By Hans Rosebrock
Manager, Economic Development, Ohio
First Energy Corp.
2014 was certainly a year in which economic activity in the NORED region accelerated. Many member economic development organizations saw investment and employment increases in their respective jurisdictions. Significant office developments that were announced for the Toledo urban area included Dana,
ProMedica, and The Anderson’s headquarter projects. In the manufacturing sector, projects at Toledo Refining, Faurecia Automotive Systems, GT Technologies, and Allermuir represent noteworthy expansions of production capacity.
In the outlying areas of the region, Standard Technologies based out of Fremont, TRW Automotive in Fayette, Webster Industries of Tiffin, Valfilm NA within Findlay, and FirstEnergy’s Davis-Besse nuclear plant near Oak Harbor made considerable investments.

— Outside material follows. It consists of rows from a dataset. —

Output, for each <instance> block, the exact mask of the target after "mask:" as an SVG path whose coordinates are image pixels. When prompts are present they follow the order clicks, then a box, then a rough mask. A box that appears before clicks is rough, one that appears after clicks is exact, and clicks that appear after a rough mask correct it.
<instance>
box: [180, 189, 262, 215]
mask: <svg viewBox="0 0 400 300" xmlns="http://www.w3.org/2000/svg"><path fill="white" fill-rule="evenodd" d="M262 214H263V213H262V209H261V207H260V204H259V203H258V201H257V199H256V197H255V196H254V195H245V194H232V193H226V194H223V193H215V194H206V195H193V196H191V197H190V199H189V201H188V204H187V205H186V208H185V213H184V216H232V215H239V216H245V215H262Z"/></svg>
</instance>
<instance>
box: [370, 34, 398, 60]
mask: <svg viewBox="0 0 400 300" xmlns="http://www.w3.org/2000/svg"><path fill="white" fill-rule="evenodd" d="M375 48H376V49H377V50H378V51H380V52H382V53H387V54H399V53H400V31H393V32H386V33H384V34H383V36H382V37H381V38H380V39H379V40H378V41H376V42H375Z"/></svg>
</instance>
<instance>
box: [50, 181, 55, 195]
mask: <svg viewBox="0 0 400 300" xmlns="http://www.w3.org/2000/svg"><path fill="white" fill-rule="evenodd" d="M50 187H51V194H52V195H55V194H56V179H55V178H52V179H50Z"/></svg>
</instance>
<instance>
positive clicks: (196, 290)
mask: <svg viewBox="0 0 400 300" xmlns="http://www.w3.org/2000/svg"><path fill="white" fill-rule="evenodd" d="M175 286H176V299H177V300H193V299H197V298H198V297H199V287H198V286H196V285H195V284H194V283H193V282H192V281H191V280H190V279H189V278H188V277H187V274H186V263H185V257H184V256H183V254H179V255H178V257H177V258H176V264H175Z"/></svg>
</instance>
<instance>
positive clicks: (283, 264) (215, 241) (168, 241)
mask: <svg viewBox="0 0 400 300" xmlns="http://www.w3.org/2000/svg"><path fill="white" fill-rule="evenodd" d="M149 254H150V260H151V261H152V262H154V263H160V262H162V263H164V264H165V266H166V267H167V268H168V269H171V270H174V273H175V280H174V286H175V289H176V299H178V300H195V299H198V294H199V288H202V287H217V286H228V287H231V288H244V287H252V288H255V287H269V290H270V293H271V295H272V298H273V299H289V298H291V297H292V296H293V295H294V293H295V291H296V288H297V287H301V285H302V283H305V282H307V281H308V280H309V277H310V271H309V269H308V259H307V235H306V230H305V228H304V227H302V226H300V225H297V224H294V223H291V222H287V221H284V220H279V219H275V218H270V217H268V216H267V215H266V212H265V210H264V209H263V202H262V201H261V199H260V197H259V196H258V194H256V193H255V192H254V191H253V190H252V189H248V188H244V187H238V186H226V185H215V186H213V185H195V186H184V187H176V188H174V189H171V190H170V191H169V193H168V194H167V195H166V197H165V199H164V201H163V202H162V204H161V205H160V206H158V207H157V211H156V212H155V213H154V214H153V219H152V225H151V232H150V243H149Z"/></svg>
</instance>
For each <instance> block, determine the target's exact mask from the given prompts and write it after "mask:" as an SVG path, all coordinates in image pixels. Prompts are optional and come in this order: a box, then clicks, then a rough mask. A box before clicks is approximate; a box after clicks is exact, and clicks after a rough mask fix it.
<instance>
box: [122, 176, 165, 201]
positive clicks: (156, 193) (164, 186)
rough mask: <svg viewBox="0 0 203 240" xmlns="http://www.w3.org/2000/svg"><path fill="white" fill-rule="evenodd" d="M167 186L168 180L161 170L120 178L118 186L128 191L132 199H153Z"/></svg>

FirstEnergy’s Davis-Besse $600 million steam generator replacement and refueling project, which I had extensive involvement in, provides a perfect example of how large scale private sector investments impact our regional economy. At the height of the project in February, 3,200 contract personnel, from engineers to welders, were employed to perform an array of duties to install two Babcock & Wilcox 470 ton steam generators, do ancillary work associated with these heat exchangers, and refuel the plant’s reactor.
This project, along with the plant’s regular operations, provided a total economic impact on the State of Ohio equating to $944 million in 2014. This figure includes direct, indirect, and induced impacts along with fiscal influences on state and local governments. Direct impacts include wages paid to employees and other inputs used directly by the Davis-Besse plant. Indirect impacts, or what some economists’ term as spin-off or ripple effects, result from the purchases made by Davis-Besse. As such, these businesses increase employees, wages, and also purchase goods/services from business who supply them, thus a spin-off or ripple effect. Induced impacts include all household purchases made by Davis-Besse, contractor, and supplier employees. Total state and local tax impacts are estimated to be $13.2 million.
As can be seen by this example -- in this case energy -- but also manufacturing, or corporate headquarter undertakings, considerable monetary benefits are derived from such projects and this is exactly the reason why collaborative economic development efforts are needed at the local, regional, and state levels to help facilitate these.
If all commercial indicators can be trusted, economic development projects in the NORED region, similar to ones mentioned previously, should continue unabated. Gross Domestic Product grew at an annualized rate of 3.9% in the 3rd quarter of 2014. Unemployment in the State of Ohio fell to 4.5% in November. Consumer confidence in November, as measured by the University of Michigan/Reuters, was the highest since July 2007. These trends combined with lower fuel prices and added automotive purchases, now predicted to hit close to 17 million units in 2015, bode well for the NORED region in the coming year.